William “Roddie” Bryan, 52, was the last to join the pursuit of Arbery on the afternoon of Feb. 23, 2020, in Satilla Shores, a leafy cluster of homes outside the small coastal city of Brunswick.

Bryan recorded the cellphone video of Arbery, 25, being killed with a shotgun after the two other defendants chased the jogger in pickup trucks and cornered him. The video caused outrage when it was published more than two months after the shooting.

Bryan along with father-and-son co-defendants Gregory McMichael, 65, and Travis McMichael, 35, have pleaded not guilty to murder, aggravated assault and false imprisonment. They say they thought Arbery might have committed a crime before they chased him and were trying to make a legal citizen’s arrest. They face life in prison if convicted of murder.

Here are some important moments from the ninth day of evidence presentation on Wednesday in Glynn County Superior Court:

OPENING STATEMENT BY KEVIN GOUGH, LAWYER FOR BRYAN:

Bryan was outside making repairs on his porch when a man he had never seen before ran by, pursued by a pickup truck.

Arbery could have called out to Bryan for help, Gough said.

“Arbery has the opportunity to say and speak out, ‘Help! Call 911! There’s crazy people after me,'” Gough told the jury. “That doesn’t happen.”

Prosecutors from the Cobb County district attorney’s office had earlier told the jury that the defendants had “assumed the worst” about a man running in their neighborhood, saying Arbery was simply an avid runner out for a Sunday jog.

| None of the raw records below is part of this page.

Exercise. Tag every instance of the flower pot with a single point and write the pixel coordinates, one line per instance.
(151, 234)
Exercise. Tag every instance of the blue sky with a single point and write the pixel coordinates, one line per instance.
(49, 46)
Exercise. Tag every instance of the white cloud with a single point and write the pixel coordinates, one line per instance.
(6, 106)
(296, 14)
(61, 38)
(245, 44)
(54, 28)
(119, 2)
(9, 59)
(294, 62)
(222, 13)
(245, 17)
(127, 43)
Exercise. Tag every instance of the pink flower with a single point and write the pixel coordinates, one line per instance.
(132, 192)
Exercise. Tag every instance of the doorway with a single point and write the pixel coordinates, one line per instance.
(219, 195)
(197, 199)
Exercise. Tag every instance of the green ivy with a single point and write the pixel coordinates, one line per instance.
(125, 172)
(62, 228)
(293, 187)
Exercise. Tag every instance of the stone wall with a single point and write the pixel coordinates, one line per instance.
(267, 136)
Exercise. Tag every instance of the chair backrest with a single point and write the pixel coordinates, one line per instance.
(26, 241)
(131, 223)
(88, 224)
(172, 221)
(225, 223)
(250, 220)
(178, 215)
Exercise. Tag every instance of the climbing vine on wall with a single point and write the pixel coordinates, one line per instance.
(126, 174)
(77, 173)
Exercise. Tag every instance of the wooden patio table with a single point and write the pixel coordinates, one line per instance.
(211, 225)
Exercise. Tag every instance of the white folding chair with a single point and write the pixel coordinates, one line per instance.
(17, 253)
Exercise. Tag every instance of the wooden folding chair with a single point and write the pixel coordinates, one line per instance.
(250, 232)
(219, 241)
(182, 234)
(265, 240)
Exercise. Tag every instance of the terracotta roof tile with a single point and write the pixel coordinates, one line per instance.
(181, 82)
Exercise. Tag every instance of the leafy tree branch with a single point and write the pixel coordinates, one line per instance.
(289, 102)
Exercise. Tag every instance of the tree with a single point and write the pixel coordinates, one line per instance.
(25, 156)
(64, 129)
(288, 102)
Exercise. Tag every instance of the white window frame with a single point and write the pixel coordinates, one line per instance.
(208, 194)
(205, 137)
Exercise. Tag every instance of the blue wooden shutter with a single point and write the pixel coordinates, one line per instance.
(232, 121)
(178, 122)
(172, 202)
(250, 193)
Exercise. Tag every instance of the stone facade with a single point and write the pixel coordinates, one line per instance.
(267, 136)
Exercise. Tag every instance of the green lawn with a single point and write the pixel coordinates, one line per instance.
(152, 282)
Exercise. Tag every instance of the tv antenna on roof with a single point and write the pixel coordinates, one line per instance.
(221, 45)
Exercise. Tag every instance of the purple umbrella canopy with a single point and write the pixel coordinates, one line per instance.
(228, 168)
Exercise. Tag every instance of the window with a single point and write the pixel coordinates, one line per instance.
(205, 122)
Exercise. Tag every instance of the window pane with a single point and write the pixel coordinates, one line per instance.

“Mr. Bryan hasn’t assumed the worst about anyone,” Gough said, “Mr. Arbery has assumed the worst about Mr. Bryan.”

Bryan joined the chase of Arbery because “he knows the difference between running to something and running from something,” Gough said. He emphasized that, unlike the McMichaels, he did not grab his gun from his home before getting in his pickup truck.

Though opening statements by both sides usually happen before the prosecution case begins, Gough asked to defer his statement until after the prosecution rested, which it did on Tuesday.